Due to the slow speed of time-domain systems and the challenge posed by eye motion, volumetric angiography was not feasible until development of the 2 Fourier-domain OCT implementations: spectral domain (SD) and swept source (SS).4,15–17 With a roughly 100-fold improvement in acquisition speed, Makita et al in 2006 used an 18.7 kHz SD-OCT system to perform volumetric angiography and visualization of retinal and choroidal vasculature.18 As noted by Makita et al18 and others,19,20 the standard deviation/variance21 or power22,23 of the Doppler signal provided better results than the Doppler shift. An alternative approach called optical microangiography (OMAG) incorporated the amplitude of the OCT signal in addition to phase. An and Wang showed that OMAG (Figure 2-2) was better able to identify the microvasculature than previous methods using only phase information.24
With the continued increase in OCT system speeds, methods for OCTA shifted from comparing between adjacent A-scans to between sequential cross-sectional B-scans. The increased time separation ensured that slower flow in the microvasculature would be detected. In 2009, Fingler et al used a 25 kHz SD-OCT system and a phase-variance approach to show microvasculature (Figure 2-3) that was analogous to FA in human eyes.19 In 2011, Kim et al used a 125 kHz SD-OCT system to image with a larger field of view.20 They used montaging/stitching of 10 volumes to generate an OCT angiogram with coverage comparable to FA.
While phase-based approaches have been successful, they required precise removal of background phase noise due to bulk tissue motion or from system instabilities. Within an OCT system, phase noise can arise from scanning mirrors. In an SS-OCT system, the cycle-to-cycle variability in the spectral shift and signal acquisition produces additional noise.25,26 To compensate for bulk motion, an amplitude-weighted histogram approach could be used.27 A histogram-based Doppler shift compensation method22,28 was another option. To improve system phase stability, software or hardware modifications could be made.29,30 In an effort to circumvent the problem of phase noise compensation, OCTA based on the amplitude or intensity of the OCT signal was explored.
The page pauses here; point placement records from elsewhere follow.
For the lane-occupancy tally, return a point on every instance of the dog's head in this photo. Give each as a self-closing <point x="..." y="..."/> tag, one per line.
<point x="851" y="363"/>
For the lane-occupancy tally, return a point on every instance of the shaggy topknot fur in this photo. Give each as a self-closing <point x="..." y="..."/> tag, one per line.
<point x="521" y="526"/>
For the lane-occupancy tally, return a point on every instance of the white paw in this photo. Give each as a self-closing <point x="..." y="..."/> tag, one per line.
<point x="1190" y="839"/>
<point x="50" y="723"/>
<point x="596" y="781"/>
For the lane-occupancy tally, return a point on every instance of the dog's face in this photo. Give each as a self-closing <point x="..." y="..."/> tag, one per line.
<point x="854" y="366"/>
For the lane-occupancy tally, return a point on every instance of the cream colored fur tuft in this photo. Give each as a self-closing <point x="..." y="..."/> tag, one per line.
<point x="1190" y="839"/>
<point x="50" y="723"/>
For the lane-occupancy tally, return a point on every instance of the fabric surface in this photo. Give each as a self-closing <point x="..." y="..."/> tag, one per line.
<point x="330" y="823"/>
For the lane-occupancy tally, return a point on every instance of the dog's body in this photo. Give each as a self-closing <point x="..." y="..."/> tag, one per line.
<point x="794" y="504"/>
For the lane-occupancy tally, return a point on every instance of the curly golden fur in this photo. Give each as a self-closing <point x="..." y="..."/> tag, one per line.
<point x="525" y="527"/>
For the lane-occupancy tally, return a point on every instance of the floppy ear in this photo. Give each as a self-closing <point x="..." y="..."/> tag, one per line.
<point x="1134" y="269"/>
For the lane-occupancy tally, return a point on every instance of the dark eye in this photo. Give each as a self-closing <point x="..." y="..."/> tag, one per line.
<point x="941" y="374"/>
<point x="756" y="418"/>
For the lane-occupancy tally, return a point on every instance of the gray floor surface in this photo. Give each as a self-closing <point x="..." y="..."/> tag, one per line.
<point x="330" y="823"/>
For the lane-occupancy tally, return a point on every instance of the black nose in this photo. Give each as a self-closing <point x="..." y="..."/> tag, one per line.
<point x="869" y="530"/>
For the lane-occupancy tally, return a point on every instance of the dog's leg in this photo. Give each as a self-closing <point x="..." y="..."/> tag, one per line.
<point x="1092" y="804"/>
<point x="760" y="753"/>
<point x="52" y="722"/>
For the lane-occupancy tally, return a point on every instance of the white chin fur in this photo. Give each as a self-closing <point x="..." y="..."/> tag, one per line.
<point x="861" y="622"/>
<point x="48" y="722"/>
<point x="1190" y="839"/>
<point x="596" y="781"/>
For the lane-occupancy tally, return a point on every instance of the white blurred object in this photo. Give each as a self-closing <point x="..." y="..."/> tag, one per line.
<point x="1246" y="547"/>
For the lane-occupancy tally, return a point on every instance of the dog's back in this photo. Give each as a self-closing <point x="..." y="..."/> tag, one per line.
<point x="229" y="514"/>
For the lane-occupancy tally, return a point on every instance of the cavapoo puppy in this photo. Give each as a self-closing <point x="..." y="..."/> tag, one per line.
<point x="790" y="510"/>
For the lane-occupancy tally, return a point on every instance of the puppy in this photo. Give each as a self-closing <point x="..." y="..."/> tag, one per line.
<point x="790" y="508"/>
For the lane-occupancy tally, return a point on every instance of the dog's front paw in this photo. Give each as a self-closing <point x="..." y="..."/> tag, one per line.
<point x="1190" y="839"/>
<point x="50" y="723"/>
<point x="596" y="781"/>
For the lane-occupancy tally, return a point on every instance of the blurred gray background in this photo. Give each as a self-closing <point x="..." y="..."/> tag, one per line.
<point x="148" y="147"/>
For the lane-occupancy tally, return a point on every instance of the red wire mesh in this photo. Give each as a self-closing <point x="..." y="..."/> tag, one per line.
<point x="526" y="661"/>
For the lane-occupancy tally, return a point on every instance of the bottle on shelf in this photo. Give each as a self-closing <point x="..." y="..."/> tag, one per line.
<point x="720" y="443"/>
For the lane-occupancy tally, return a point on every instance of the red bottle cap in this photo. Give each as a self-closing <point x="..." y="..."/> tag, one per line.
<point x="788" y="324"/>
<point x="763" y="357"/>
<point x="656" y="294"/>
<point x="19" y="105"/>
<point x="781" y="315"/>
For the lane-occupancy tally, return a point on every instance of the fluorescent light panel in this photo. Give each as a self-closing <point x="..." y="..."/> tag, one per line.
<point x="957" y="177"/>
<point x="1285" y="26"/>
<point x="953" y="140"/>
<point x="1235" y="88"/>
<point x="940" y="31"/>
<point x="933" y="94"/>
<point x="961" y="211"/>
OCTA based on amplitude or intensity was initially described in 2005, when Barton and Stromski adapted laser speckle analysis for time-domain OCT.31 Speckle arises as a property of the interferometric nature of OCT, and speckle statistics contain information regarding the motion of scatterers.32,33 Specifically, the speckle pattern stays relatively constant over time for static objects while the pattern changes for objects in motion. Mariampillai et al extended the technique and presented speckle variance detection of microvasculature in a dorsal skinfold model using an SS-OCT system in 2008.34 In their work, speckle variance was calculated as the variance of the OCT reflectance amplitude over 3 repeated B-scans at the same location. In optimizing the method, Mariampillai et al35 noted in 2010 that the B-scan rates for repeat scans needed to be fast enough that bulk motion between B-scans was less than the OCT beam waist radius. Although “speckle variance” has been historically associated with amplitude-based OCTA, fundamentally both amplitude and phase-based flow detection are based on variation in the speckle pattern, and therefore provide largely equivalent information.36 In addition to speckle variance, another intensity-based OCTA approach was termed correlation mapping.37 In correlation mapping OCTA, cross-correlation of a grid on adjacent B-scans was performed to identify vasculature (weak correlation) vs static tissue (strong correlation).